Although you should do some research online and know the signs, symptoms, and ways to help, realize that if it doesn’t work right away it’s not because of you, but maybe your partner just needs something different.
9. You should support her, but don’t suffocate her.
Showing support is important in terms of your relationship and helping your partner through her anxiety. However, don’t push her to talk and communicate if she’s not ready. Experts say that when your partner feels comfortable enough, she will come to you. Katharina Star, PhD points out:
Communicate to your partner that you are available to listen, but that you will not push them into discussing it until they feel ready. Additionally, do not bring up their disorder in front of others. Many panic sufferers chose to only tell trusted friends and family about their condition. It can cause embarrassment or other conflicts if you mention their struggle in a group setting.

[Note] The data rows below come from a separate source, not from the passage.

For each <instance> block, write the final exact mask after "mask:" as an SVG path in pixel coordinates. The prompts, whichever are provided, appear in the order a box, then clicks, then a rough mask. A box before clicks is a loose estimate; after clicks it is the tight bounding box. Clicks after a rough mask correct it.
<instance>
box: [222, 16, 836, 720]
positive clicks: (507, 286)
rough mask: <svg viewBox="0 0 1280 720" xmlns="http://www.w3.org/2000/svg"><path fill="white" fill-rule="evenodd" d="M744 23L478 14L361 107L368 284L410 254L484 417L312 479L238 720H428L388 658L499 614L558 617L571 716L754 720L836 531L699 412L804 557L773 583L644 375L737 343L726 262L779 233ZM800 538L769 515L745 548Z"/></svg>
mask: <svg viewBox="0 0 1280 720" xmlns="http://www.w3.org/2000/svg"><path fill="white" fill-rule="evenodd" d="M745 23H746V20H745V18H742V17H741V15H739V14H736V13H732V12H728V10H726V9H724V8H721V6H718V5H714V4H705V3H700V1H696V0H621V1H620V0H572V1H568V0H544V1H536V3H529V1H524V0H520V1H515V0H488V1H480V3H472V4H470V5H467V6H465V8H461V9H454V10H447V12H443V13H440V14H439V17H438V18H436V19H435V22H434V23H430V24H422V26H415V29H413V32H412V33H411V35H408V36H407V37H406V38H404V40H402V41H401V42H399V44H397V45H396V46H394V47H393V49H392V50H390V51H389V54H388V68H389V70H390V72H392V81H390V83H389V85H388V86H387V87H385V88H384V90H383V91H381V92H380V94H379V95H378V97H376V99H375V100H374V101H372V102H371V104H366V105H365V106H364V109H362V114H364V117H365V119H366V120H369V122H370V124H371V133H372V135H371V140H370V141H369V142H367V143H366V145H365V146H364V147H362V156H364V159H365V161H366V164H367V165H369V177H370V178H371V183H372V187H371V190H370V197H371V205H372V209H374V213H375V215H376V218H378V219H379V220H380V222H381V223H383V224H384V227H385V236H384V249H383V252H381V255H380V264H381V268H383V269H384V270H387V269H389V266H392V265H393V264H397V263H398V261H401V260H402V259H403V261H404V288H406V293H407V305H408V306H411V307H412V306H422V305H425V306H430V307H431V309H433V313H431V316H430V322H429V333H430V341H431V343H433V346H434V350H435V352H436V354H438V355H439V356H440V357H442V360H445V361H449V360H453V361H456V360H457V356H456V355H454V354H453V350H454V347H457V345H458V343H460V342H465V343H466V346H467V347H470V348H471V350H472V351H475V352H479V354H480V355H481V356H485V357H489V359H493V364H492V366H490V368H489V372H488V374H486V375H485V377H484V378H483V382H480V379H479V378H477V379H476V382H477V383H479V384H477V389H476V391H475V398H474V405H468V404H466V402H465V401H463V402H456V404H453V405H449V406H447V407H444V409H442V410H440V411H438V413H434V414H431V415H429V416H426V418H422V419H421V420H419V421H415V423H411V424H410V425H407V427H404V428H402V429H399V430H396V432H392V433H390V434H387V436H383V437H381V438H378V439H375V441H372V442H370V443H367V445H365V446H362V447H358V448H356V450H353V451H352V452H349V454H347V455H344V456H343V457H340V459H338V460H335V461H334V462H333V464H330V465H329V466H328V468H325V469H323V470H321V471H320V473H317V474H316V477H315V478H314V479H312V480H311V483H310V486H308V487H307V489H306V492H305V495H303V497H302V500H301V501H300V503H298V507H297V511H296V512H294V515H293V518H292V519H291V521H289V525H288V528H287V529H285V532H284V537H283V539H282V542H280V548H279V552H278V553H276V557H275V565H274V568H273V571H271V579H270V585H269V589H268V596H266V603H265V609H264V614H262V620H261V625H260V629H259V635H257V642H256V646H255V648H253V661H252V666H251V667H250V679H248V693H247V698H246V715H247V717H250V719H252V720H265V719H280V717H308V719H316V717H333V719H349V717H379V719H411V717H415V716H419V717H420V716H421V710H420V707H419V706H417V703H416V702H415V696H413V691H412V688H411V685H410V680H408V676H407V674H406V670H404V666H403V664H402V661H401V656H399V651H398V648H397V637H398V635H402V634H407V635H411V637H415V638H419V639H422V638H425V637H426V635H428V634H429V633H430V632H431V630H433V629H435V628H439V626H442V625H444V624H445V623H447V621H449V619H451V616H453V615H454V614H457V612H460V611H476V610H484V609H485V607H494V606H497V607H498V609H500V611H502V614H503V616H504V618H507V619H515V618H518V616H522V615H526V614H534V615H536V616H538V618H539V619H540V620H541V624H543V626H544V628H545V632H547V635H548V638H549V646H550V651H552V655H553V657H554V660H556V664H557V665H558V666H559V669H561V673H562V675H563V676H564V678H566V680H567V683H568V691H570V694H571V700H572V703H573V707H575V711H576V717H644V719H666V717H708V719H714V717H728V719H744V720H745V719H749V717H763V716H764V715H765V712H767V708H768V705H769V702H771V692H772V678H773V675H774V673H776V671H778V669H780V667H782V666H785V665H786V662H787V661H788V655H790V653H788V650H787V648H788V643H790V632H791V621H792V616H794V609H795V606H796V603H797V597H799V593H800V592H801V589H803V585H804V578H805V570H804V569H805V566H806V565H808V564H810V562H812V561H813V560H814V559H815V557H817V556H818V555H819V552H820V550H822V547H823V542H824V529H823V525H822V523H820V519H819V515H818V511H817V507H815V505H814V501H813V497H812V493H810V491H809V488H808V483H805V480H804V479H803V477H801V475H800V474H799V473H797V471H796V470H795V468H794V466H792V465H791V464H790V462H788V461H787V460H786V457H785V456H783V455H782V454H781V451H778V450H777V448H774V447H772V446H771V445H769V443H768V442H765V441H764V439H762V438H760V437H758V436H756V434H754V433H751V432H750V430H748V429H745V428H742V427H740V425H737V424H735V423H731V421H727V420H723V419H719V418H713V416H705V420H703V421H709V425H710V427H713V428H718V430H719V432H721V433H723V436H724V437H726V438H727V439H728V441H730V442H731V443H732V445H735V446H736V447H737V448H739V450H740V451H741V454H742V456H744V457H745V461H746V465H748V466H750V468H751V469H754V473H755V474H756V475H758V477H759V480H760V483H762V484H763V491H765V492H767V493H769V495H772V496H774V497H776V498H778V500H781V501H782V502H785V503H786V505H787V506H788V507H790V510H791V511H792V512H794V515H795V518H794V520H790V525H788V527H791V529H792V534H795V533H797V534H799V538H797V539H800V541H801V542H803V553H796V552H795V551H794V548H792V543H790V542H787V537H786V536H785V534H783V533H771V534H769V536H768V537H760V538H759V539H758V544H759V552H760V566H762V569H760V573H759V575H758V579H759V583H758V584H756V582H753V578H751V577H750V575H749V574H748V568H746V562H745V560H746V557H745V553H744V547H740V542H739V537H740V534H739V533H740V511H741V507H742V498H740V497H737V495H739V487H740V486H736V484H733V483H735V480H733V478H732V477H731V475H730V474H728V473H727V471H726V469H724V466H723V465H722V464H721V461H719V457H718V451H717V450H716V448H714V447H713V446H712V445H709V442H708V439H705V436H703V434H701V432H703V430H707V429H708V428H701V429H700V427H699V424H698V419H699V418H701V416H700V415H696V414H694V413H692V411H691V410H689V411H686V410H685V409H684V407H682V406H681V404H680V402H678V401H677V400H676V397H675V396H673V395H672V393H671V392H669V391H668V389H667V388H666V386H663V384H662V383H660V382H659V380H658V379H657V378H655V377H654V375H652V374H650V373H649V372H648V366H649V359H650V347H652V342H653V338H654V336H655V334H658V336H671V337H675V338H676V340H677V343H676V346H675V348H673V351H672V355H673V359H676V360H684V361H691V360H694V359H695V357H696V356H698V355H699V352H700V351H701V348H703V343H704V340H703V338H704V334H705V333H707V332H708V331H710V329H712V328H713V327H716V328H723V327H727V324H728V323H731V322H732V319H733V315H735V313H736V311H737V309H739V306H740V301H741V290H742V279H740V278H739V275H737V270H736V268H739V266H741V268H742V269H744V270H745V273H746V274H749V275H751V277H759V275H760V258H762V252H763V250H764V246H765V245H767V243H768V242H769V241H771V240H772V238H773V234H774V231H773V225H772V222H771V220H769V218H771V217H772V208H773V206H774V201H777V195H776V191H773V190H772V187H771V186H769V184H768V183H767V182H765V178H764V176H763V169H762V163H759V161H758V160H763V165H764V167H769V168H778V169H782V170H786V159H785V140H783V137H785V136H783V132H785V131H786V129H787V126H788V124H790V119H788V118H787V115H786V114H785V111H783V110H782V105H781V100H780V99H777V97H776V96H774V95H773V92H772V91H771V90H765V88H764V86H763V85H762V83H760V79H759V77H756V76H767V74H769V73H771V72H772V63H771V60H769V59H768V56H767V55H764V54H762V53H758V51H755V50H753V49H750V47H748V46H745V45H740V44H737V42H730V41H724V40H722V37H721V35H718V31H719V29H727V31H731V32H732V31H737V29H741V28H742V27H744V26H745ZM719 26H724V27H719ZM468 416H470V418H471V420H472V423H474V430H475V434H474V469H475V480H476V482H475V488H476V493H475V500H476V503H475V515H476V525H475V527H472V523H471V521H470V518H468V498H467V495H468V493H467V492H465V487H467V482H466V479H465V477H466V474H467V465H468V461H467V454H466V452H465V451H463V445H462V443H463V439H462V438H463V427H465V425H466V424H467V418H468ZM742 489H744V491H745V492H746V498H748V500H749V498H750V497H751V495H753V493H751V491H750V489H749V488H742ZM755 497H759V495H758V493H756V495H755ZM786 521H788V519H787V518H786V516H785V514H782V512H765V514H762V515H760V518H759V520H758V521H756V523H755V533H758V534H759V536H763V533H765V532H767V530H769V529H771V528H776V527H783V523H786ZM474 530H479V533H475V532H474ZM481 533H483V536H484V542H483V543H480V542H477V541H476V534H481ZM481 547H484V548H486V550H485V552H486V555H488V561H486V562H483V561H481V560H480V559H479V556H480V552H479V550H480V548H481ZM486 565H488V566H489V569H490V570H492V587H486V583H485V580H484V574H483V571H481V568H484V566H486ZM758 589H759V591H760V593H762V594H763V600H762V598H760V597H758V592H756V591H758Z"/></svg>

Remember to be there, but not to put a label on your partner that she is only her anxiety.
10. You have to embrace solutions.
While you cannot necessarily “cure” your partner’s anxiety, you can help embrace positive solutions and suggestions to help make it better. This can mean a multitude of things. Doing things together that help her anxiety is one–like going to yoga or meditating together. Another is pushing her to go to therapy and speak to someone about her situation and condition. You can even suggest going to therapy together so that she sees you’re on board with supporting her and helping her through her anxiety. Experts say that couples therapy helps you both:
Don’t be afraid to seek outside help for your relationship if warranted. This can be a good adjunct to the individual’s therapy for the anxiety disorder. Couples therapy promotes better communication skills, which can allow people to feel more at ease in a variety of typically anxiety-provoking situations. In addition, less stress at home creates a better environment in which to work on the treatment of an anxiety disorder.
Dating a girl with anxiety is hard, but here’s why it’s worth it.
Girls with anxiety are fierce, triumphant and cunning. They are unstoppable. They don’t accept failure as an option – they push themselves to reach every single goal they set. They are never truly at ease, they are never truly the calm that comes before the storm – they are the storm. They are the raging, thundering, fiery storm that rips through towns and leave their mark.